Readers following this blog know that I’ve been happily (and gainfully) employed as the Digital Media Editor for Baltimore’s Urbanite magazine since April’s end. It’s a fine job, one that entails largely the understanding and analysis of how readers interact with the Web—from where Urbanite‘s traffic comes (direct links versus referring sites, for instance), in what ways online publications can boost online and mobile readership, and some strategy with respect to how traditionally print publications can attract online readership and loyalty while still turning a profit.
And then, of course, there’s some additional wrangling with various content management system fixes, editing of e-mail newsletters, and the share of writing for the print magazine.

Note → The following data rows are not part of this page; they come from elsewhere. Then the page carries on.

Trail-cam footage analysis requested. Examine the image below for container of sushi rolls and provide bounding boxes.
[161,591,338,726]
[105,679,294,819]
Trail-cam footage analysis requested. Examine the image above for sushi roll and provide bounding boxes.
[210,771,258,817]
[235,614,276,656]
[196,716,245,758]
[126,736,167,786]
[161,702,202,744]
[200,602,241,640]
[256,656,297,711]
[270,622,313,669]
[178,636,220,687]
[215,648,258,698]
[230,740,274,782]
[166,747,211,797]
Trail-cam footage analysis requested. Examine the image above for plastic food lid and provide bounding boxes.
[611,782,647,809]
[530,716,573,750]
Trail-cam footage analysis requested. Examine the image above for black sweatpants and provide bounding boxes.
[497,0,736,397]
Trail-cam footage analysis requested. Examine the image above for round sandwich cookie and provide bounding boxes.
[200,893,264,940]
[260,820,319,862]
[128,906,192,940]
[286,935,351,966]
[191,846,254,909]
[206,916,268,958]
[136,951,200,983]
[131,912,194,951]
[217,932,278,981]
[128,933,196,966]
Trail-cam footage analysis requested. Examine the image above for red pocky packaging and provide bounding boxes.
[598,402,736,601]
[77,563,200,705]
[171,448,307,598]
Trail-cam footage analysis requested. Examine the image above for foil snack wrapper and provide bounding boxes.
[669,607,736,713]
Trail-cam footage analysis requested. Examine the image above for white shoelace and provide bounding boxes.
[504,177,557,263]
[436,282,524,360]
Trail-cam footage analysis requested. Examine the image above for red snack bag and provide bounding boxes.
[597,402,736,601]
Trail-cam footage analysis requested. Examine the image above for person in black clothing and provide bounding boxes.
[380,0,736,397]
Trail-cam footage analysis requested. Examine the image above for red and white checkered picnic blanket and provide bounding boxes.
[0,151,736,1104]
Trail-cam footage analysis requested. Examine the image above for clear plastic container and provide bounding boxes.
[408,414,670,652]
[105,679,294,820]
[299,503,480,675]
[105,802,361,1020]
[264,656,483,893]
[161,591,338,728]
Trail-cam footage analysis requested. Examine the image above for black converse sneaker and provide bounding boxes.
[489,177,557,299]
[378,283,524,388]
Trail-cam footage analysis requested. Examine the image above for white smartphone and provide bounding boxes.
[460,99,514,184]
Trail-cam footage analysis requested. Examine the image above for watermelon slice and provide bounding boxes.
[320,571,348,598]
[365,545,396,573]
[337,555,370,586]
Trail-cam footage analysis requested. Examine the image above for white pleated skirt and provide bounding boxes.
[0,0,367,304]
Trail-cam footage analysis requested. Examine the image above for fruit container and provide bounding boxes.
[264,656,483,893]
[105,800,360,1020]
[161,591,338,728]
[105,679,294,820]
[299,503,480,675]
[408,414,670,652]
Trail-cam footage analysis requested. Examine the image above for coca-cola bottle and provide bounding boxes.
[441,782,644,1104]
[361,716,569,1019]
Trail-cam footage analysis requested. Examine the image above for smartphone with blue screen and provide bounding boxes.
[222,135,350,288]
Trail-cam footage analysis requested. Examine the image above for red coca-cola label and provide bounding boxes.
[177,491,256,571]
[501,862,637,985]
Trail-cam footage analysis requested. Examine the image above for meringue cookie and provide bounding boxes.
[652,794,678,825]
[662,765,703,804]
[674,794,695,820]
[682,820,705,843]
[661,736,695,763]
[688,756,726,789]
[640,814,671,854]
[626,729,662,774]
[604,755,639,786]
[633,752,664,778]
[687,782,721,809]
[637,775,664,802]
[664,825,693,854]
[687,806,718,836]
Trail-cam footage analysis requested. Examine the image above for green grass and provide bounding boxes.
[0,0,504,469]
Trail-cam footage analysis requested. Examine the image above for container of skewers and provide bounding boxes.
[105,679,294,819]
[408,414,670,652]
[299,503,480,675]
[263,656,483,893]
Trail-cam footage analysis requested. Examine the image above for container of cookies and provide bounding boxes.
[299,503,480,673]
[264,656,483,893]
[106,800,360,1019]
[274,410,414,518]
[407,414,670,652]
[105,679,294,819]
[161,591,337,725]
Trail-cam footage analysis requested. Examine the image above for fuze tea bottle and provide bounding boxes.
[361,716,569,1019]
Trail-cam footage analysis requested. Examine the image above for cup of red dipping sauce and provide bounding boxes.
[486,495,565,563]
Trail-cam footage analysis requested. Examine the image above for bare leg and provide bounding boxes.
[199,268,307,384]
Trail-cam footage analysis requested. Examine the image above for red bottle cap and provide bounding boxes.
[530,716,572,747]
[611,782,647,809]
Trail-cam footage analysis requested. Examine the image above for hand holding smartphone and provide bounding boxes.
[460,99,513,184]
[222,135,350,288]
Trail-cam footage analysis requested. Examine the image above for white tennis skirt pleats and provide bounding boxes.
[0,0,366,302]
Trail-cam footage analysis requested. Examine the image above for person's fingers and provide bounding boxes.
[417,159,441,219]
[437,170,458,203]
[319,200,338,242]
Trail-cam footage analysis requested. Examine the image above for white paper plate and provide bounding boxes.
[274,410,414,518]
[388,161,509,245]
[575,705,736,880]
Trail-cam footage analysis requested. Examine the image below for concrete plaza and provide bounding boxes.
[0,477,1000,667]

One part of the job I wasn’t alerted to initially was the task of proofreading the magazine (though it certainly wasn’t a task I took on begrudgingly, having learned the importance of editing from former professor turned internship supervisor turned professional colleague, John McIntyre).

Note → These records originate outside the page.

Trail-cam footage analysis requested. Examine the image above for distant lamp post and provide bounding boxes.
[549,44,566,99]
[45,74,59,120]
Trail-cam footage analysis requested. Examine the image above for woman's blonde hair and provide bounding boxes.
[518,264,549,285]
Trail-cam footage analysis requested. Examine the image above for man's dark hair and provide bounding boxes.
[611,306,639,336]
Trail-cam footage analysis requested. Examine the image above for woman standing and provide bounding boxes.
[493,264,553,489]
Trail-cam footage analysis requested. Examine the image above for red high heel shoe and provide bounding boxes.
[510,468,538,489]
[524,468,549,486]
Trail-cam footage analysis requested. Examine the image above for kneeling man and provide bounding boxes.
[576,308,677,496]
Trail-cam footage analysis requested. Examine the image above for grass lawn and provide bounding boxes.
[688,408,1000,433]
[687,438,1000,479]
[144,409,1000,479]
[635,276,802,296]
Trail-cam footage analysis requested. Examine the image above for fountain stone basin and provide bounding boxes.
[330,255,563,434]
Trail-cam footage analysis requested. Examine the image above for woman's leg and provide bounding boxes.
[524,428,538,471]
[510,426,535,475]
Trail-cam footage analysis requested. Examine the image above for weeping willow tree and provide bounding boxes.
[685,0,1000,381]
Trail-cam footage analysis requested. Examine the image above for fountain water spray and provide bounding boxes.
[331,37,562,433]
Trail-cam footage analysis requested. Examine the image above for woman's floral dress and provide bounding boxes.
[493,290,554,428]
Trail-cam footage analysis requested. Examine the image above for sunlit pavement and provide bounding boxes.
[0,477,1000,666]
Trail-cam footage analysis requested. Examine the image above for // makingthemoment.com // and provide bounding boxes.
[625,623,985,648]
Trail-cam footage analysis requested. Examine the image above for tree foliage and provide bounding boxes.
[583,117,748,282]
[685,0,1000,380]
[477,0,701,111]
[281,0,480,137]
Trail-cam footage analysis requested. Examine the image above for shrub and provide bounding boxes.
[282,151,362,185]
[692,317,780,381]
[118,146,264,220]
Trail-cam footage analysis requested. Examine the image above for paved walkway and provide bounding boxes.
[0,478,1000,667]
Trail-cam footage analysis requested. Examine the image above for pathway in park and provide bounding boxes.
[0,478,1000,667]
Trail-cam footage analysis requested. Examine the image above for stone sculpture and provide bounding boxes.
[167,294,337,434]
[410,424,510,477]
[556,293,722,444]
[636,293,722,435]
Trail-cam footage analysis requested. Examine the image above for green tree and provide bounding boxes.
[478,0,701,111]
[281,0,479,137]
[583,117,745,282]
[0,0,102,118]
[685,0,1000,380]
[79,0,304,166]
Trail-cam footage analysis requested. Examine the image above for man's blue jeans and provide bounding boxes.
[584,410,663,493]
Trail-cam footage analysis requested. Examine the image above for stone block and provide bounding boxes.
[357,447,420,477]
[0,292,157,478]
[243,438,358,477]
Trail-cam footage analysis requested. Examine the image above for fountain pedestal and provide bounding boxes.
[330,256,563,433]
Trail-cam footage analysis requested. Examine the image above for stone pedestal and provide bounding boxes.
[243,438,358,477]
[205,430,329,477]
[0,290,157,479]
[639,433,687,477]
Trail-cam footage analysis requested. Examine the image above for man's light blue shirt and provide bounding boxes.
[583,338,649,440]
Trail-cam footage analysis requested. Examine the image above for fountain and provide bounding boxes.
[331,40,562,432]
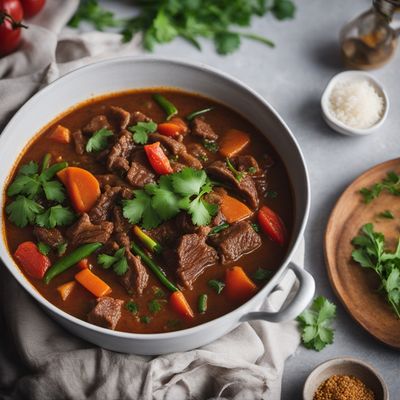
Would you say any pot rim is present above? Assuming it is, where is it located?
[0,55,310,341]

In one story, I noted the author’s use of the word “podium,” which was intended as that wooden thing people stand behind while giving a speech or lecture of some kind. At once the blue pen came out. I quickly changed the aforementioned word to “lectern” and forgave the error.

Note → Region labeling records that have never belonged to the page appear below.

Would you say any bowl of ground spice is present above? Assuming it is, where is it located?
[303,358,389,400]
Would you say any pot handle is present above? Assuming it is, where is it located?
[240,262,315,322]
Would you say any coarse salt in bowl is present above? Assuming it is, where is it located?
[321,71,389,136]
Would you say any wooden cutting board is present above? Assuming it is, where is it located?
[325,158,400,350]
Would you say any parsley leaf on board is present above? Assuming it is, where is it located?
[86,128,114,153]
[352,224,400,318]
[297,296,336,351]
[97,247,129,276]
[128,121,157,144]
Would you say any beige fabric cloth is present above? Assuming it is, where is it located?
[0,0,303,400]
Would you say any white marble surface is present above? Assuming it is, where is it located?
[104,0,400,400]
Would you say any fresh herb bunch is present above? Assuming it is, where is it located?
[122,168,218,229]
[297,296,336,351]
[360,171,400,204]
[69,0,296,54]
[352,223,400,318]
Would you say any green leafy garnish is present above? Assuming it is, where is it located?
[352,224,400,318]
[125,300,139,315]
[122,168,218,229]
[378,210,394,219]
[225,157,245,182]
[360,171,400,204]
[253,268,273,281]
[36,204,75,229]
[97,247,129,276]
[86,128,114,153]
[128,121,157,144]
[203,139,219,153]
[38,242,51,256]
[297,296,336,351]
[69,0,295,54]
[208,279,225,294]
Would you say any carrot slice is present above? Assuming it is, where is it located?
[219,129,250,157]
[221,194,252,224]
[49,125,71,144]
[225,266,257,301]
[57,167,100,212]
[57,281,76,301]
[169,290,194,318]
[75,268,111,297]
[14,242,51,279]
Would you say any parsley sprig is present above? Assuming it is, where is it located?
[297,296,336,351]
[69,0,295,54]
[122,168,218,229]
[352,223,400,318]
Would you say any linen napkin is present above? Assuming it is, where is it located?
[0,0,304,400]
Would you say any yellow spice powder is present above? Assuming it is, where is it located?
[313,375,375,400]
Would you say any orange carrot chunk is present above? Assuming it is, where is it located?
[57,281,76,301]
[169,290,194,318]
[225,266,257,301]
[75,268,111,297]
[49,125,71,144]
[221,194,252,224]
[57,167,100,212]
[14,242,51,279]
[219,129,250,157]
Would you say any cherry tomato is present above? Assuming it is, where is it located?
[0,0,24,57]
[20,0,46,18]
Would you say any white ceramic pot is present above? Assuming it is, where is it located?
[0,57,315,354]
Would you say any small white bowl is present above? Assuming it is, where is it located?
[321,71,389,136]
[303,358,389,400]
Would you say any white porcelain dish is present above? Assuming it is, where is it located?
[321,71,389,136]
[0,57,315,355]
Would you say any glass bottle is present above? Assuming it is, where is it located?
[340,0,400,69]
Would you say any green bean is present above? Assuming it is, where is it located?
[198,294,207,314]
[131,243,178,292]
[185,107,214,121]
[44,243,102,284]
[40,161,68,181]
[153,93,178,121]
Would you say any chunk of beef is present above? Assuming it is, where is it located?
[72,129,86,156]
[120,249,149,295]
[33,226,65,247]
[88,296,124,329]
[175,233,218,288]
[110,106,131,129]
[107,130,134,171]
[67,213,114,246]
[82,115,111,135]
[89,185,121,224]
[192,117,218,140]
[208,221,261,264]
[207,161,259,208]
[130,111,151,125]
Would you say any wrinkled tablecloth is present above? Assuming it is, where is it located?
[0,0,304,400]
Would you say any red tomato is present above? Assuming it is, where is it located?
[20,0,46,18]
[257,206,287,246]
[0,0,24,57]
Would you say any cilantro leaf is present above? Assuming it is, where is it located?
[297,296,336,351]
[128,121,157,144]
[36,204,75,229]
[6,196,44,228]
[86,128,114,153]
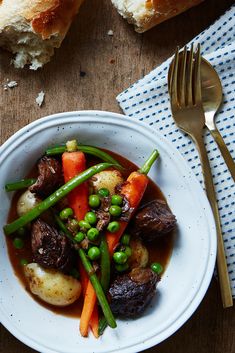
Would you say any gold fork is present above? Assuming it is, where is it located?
[168,45,233,308]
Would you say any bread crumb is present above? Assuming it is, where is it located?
[36,91,45,107]
[3,79,18,91]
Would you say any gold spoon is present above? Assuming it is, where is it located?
[201,58,235,181]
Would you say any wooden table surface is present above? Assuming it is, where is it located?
[0,0,235,353]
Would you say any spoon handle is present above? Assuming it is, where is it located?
[208,126,235,181]
[192,133,233,308]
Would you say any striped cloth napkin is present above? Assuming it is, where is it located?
[117,5,235,298]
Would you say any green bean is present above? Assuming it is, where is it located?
[100,235,110,293]
[53,211,76,243]
[98,316,108,336]
[46,145,123,168]
[78,249,117,328]
[54,213,117,330]
[5,179,36,192]
[3,163,113,235]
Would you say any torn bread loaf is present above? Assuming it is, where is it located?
[111,0,203,33]
[0,0,83,70]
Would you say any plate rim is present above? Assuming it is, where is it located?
[0,110,217,353]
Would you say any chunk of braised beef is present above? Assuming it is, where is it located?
[109,268,160,317]
[31,218,74,272]
[29,156,63,197]
[132,200,176,241]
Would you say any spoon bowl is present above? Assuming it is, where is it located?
[201,58,235,181]
[201,58,223,118]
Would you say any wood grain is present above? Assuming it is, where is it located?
[0,0,235,353]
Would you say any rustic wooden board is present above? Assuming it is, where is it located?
[0,0,235,353]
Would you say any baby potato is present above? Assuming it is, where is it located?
[128,238,149,269]
[17,190,40,217]
[24,263,81,306]
[90,170,124,195]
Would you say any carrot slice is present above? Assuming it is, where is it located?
[90,303,99,338]
[62,151,99,337]
[106,172,149,256]
[62,151,89,221]
[79,281,96,337]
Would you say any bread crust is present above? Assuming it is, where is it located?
[0,0,83,39]
[111,0,204,33]
[24,0,83,39]
[0,0,83,70]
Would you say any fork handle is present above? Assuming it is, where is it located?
[209,127,235,181]
[193,134,233,308]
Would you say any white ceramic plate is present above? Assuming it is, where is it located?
[0,111,216,353]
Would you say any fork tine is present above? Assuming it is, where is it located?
[193,44,202,103]
[186,44,193,105]
[170,47,179,105]
[180,45,187,106]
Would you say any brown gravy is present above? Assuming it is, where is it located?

The word “podium,” from the Greek root “podos,” meaning foot (do a Google search), is the wooden dais upon which a person stands so as to be slightly elevated. The “lectern,” derived from the Latin “legere,” meaning to read—it turns out that preparatory school education served some purpose—is the wooden stand, often with a slanted top, behind which a person stands to read from prepared remarks or a book.
In all probability, the distinction—like the “who-whom” distinction—will eventually die out, and either word will suffice for a person thinking of a podium (but actually meaning lectern). Until then, I’ll continue to insist that words have definitions for a reason.